Divergence detection
A divergence occurs when a single leapfrog step produces a Hamiltonian error \(\Delta H = H' - H_0 > 1000\). Divergences indicate that the step size is too large relative to the local curvature of the posterior. The number of divergent transitions is recorded in StepResult::NUTSDiagnostics and surfaced to the user via extract_nuts_diagnostics().
Warmup
NUTS adapts the step size \(\epsilon\) and the diagonal mass matrix \(M\) during a multi-stage warmup period before sampling begins.

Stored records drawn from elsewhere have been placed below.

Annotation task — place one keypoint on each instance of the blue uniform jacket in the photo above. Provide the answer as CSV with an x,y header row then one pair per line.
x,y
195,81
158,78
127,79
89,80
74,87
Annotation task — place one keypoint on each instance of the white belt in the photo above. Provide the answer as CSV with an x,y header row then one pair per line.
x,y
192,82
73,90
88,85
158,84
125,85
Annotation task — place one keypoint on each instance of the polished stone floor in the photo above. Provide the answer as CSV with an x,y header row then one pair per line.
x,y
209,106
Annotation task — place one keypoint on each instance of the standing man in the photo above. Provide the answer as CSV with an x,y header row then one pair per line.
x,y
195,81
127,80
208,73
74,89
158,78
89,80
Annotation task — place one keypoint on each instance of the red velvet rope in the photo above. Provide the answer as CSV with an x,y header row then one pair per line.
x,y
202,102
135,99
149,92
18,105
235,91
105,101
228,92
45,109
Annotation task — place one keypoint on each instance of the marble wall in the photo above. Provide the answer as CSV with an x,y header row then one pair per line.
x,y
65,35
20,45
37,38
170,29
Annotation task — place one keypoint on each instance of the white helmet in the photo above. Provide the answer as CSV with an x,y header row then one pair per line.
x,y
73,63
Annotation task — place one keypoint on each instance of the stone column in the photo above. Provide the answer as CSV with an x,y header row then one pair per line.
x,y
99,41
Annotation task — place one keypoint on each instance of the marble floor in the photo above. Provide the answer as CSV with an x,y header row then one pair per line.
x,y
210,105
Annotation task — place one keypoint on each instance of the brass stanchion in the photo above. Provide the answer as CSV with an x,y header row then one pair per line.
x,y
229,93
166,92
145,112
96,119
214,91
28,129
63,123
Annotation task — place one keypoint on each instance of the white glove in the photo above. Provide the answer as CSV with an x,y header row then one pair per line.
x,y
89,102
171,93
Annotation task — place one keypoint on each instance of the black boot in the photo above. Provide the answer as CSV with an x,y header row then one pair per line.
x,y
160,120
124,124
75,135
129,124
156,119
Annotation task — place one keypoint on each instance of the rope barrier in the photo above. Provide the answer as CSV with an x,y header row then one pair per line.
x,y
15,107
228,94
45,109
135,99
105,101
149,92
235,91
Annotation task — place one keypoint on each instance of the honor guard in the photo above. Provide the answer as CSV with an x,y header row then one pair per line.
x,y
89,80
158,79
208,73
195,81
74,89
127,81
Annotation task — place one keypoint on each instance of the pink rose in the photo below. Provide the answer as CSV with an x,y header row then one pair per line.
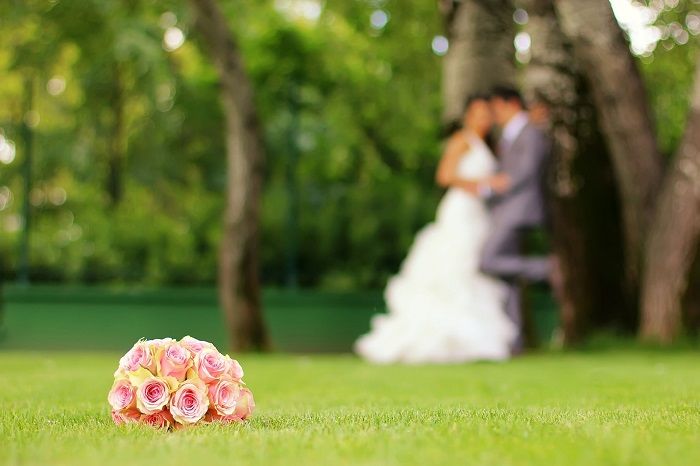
x,y
189,403
174,361
125,416
138,356
194,345
235,371
223,396
152,395
160,420
210,365
122,395
245,405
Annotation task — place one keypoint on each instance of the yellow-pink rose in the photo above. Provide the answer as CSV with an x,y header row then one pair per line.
x,y
122,395
223,396
173,361
152,395
235,371
189,403
210,365
194,345
138,356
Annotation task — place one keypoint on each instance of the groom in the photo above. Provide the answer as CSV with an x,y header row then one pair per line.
x,y
516,200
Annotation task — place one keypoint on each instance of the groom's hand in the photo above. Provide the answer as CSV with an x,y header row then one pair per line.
x,y
500,183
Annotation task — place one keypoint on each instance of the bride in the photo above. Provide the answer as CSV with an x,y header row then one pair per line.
x,y
441,309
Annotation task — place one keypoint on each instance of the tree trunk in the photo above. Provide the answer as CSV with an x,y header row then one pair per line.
x,y
582,199
117,140
239,288
674,236
550,78
481,52
621,103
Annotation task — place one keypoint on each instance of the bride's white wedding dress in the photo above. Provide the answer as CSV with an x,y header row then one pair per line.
x,y
441,309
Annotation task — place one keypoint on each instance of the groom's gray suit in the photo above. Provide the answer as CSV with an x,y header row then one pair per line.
x,y
520,208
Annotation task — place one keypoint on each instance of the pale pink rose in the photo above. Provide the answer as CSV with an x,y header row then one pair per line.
x,y
189,403
194,345
161,420
245,405
210,365
223,396
122,395
152,395
235,371
174,361
138,356
125,416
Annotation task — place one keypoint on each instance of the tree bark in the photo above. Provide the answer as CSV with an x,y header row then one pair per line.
x,y
239,288
117,140
621,103
674,236
551,78
481,52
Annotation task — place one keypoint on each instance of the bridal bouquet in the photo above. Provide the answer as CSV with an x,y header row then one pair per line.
x,y
170,384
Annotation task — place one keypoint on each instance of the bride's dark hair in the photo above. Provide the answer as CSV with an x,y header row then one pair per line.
x,y
474,98
489,138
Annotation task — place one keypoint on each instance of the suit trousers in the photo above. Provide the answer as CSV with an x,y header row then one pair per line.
x,y
502,257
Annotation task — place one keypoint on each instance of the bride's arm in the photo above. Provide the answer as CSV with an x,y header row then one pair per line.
x,y
446,174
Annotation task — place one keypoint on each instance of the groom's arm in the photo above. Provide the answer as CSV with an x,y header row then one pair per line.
x,y
485,187
529,165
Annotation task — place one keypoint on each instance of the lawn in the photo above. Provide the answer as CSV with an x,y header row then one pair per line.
x,y
636,407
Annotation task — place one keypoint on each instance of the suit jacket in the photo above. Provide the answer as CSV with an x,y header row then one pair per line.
x,y
524,160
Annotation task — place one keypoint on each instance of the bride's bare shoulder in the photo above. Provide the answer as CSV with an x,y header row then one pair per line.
x,y
458,142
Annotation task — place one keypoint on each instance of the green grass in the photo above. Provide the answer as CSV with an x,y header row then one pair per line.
x,y
638,407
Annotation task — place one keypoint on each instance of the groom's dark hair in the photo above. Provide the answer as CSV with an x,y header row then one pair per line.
x,y
508,94
474,98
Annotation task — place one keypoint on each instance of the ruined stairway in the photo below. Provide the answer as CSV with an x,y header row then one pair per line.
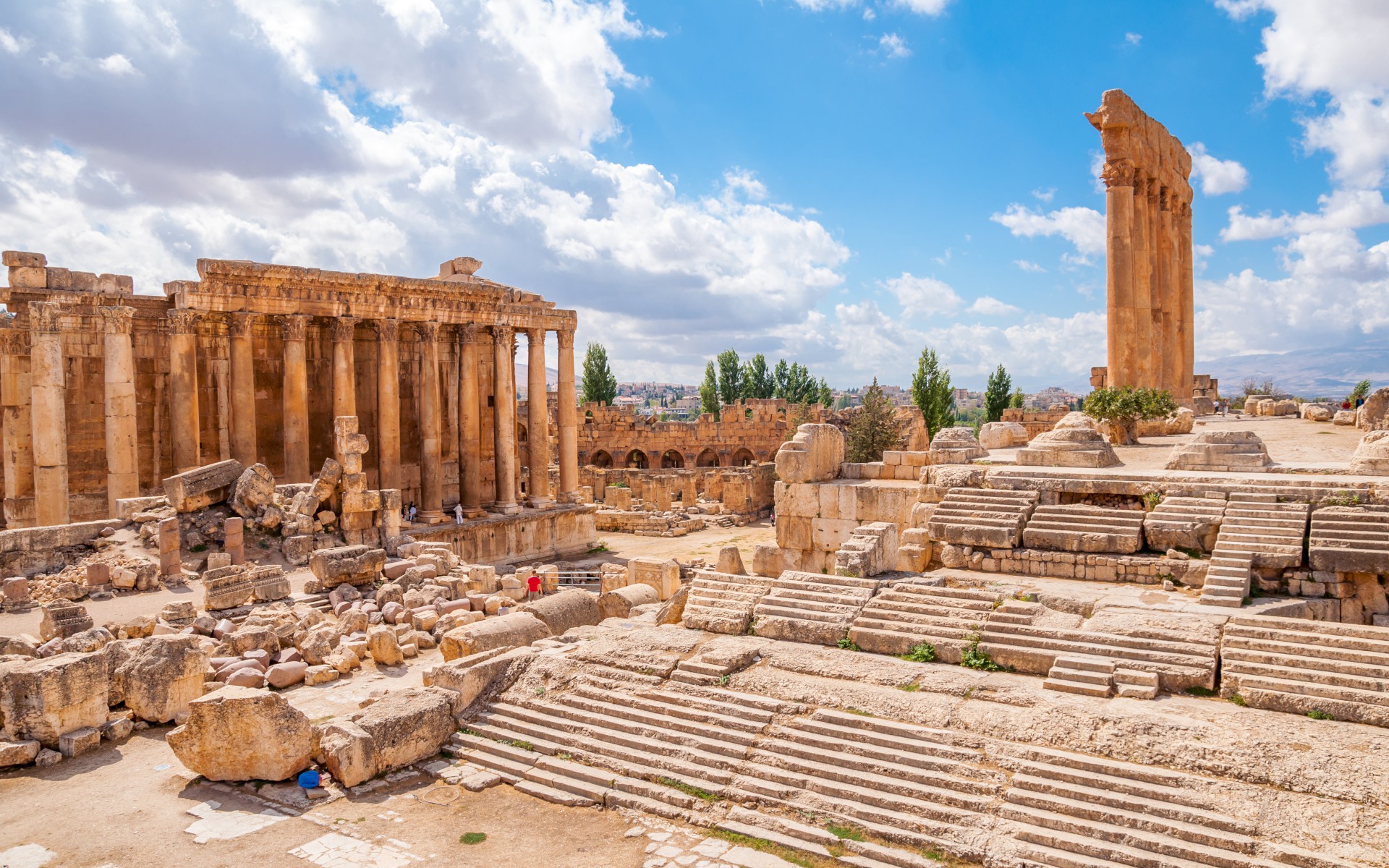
x,y
1084,528
812,608
988,519
1257,531
1291,664
907,614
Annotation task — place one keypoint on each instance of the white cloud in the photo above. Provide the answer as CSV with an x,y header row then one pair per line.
x,y
988,306
1339,210
893,46
1217,176
1081,226
924,296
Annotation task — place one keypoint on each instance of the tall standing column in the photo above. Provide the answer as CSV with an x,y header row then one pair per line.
x,y
1118,252
431,463
49,414
296,399
243,388
184,417
345,374
569,424
1144,375
388,403
470,424
538,421
504,417
1188,307
122,459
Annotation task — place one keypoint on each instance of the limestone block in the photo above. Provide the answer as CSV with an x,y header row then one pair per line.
x,y
202,486
510,629
956,446
242,733
350,564
664,575
1002,435
620,603
815,454
42,699
1372,457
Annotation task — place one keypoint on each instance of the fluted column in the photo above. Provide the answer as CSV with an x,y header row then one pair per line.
x,y
431,463
296,399
49,414
345,375
504,418
243,388
122,460
1118,181
184,428
388,403
470,422
538,421
569,422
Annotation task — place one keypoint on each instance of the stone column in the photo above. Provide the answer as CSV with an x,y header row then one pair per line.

The three core stages (1, 2, 3a) follow Stan’s warmup scheme for NUTS. Stages 3b and 3c are bgms extensions that accommodate the spike-and-slab edge selection machinery.

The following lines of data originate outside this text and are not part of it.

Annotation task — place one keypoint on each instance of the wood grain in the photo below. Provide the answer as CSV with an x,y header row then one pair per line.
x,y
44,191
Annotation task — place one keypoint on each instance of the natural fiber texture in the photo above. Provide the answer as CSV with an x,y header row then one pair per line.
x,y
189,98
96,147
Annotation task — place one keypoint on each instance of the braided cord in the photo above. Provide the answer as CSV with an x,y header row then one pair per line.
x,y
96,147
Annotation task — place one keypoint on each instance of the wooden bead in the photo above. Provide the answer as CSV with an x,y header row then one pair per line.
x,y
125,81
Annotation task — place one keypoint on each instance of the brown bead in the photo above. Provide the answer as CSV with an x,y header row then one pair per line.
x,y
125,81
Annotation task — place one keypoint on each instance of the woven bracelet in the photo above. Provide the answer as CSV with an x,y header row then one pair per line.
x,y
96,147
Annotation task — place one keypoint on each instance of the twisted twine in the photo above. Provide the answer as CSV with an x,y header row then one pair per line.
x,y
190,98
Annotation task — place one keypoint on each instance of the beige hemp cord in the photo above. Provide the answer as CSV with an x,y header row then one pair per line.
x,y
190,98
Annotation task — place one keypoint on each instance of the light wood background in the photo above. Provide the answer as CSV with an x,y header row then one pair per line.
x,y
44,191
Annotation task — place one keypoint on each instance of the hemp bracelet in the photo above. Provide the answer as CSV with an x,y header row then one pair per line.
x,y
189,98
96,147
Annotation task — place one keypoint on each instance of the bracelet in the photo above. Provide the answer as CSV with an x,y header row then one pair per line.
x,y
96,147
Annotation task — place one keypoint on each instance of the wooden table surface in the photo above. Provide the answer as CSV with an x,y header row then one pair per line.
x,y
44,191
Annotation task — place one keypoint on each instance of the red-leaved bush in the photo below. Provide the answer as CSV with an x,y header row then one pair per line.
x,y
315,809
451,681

The full warmup schedule — stage boundaries, budget allocation, adaptation algorithms, and warning system — is documented in Warmup Schedule.
NUTS diagnostics
Each NUTS step records four diagnostics:
- Tree depth — Number of doubling steps (0 to
max_tree_depth). Consistently hitting the maximum indicates the step size may be too small. - Divergent — Whether a divergence was detected in any leapfrog step during tree building.

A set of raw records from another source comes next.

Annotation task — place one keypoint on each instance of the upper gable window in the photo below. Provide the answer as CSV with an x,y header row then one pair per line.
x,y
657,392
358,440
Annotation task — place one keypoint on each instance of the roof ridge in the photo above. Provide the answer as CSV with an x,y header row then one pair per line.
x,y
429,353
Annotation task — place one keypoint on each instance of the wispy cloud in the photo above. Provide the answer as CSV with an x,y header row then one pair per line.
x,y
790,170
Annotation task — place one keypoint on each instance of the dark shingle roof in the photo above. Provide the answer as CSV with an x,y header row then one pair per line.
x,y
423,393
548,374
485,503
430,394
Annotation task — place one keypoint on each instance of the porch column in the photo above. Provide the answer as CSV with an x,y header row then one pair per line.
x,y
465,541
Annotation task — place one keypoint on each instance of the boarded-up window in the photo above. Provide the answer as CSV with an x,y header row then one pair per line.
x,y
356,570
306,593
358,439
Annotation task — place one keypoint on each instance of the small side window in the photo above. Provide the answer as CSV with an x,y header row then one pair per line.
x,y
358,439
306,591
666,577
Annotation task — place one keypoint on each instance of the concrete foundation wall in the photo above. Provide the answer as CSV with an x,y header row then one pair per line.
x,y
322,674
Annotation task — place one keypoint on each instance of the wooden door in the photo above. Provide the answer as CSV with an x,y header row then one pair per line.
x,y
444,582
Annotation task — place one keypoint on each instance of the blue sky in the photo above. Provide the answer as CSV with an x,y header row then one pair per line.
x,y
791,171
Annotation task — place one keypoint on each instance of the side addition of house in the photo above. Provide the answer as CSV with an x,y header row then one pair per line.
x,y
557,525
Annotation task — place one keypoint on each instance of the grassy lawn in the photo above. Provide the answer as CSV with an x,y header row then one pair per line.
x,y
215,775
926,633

- Non-reversible — Whether a constrained leapfrog step (RATTLE) failed the round-trip reversibility check. Only relevant for models that use the constrained integrator (e.g., edge selection with continuous variables). A non-reversible step terminates the NUTS tree, similar to a divergence.
- Energy — The Hamiltonian \(H = -\log \pi(q) + \frac{1}{2} p^\top M^{-1} p\). Used to compute E-BFMI (energy Bayesian fraction of missing information).
These diagnostics are collected per chain and accessible via extract_nuts_diagnostics() in R.